All told, the NASDAQ, abetted by healthy gains in a select group of high-profile names, remained in positive territory throughout and reached a 52-week intraday high of 4,246.55 in the process, as it proceeded to a closing gain of 17 points. But the Dow could not overcome notable weakness in the shares of International Business Machines (IBM - Free IBM Stock Report), as that computer giant posted solid results on the bottom line, but missed on the revenue side. The market's reaction was swift and harsh, as that stock, the weakest component on the blue chip index last year, fell more than three percent on the day, putting sufficient pressure on the Dow to keep it in the red over the balance of the session, after the initial buying flurry. By the close, that index of 30 blue chip issues had shed 41 points. 

Overall, though, it was a decent day, with many more stocks gaining than losing on the Big Board and the NASDAQ, while both the mid- and small-cap indexes, specifically the S&P Mid-Cap 400 and the small-cap Russell 2000, also did well posting healthy increases of more than a half a percentage point each. Essentially, the stock market moved on earnings. With the majority of concerns either meeting or exceeding their targets, stocks are continuing to hold their own. Where there have been disappointments, such as we saw in the aforementioned case of IBM, as well as from the recently restructured drug provider Abbott Labs (ABT), the reaction has been swift and painful, with the latter issue also selling off in the latest session, too.    

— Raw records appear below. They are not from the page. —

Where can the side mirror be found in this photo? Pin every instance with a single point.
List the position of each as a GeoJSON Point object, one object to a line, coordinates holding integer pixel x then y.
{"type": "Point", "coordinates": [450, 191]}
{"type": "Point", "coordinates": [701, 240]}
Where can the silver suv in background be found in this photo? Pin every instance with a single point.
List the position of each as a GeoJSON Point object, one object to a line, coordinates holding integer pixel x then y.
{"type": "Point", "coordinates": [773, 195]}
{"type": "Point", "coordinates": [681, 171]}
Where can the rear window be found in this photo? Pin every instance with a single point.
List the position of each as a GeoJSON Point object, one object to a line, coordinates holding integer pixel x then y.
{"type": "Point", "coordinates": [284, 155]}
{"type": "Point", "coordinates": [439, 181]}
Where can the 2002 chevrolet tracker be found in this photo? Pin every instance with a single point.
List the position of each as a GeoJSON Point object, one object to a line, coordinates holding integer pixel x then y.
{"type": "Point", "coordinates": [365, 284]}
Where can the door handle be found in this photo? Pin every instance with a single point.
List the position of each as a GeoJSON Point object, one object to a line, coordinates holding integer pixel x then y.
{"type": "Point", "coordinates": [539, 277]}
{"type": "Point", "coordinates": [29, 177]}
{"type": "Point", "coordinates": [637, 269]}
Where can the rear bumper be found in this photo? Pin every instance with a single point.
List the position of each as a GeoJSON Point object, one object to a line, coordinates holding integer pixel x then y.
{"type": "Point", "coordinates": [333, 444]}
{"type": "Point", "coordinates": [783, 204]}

On the whole, we continue to sense that the stock market is overextended, but we also note that many have considered this to be the case for some time now, and yet valuations and equity prices continue to climb. Moreover, with the economy on the mend, with earnings still rising in most cases, with inflation low and unlikely to increase anytime soon, and with competition from fixed-income instruments still in the future, there are simply few places, other than stocks, to put one's money. The recent memory of the real estate bust of half a decade ago also is keeping that option off of the table for many investors. So, stocks keep rising for the most part and worries continue to increase, even as traders chase the market. 

As to the day ahead, after a relative absence of economic news since last Friday, we should be getting a key housing report within the next hour, specifically, data on sales of existing homes for December. Expectations are that the annualized rate of transactions rose from November's 4.90 million homes sold to 4.95 million in the latest month. Sales have stayed brisk, even as mortgage rates have crept up from the lows established more than a year ago. We think 2014 will be another good year for this recovering market, which remains well off the asset bubble days of 2006 and 2007. We also expect to get the latest survey on the leading indicators to be issued at that same time.

Finally, there is the stock market in the hours to come to consider. Here, following yesterday's generally constructive session, we saw prices ease in Asia overnight, apparently on news of weaker manufacturing data in China, while in Europe, the equity buyers are also shying away from stocks thus far today. And over here, the futures are suggesting a weaker opening when trading gets under way in less than an hour from now, with the S&P 500 Index futures now off by five points and the NASDAQ futures down by almost eight points. Bond yields, though, are lower, in response to the weaker data in China. However, the materials issues here are indicating another weaker start. On the whole, though, we sense that earnings will again be the principal driver of the market in the hours to come, as we still are almost a week away from the next FOMC meeting. - Harvey S. Katz    

At the time of this article's writing, the author did not have positions in any of the companies mentioned.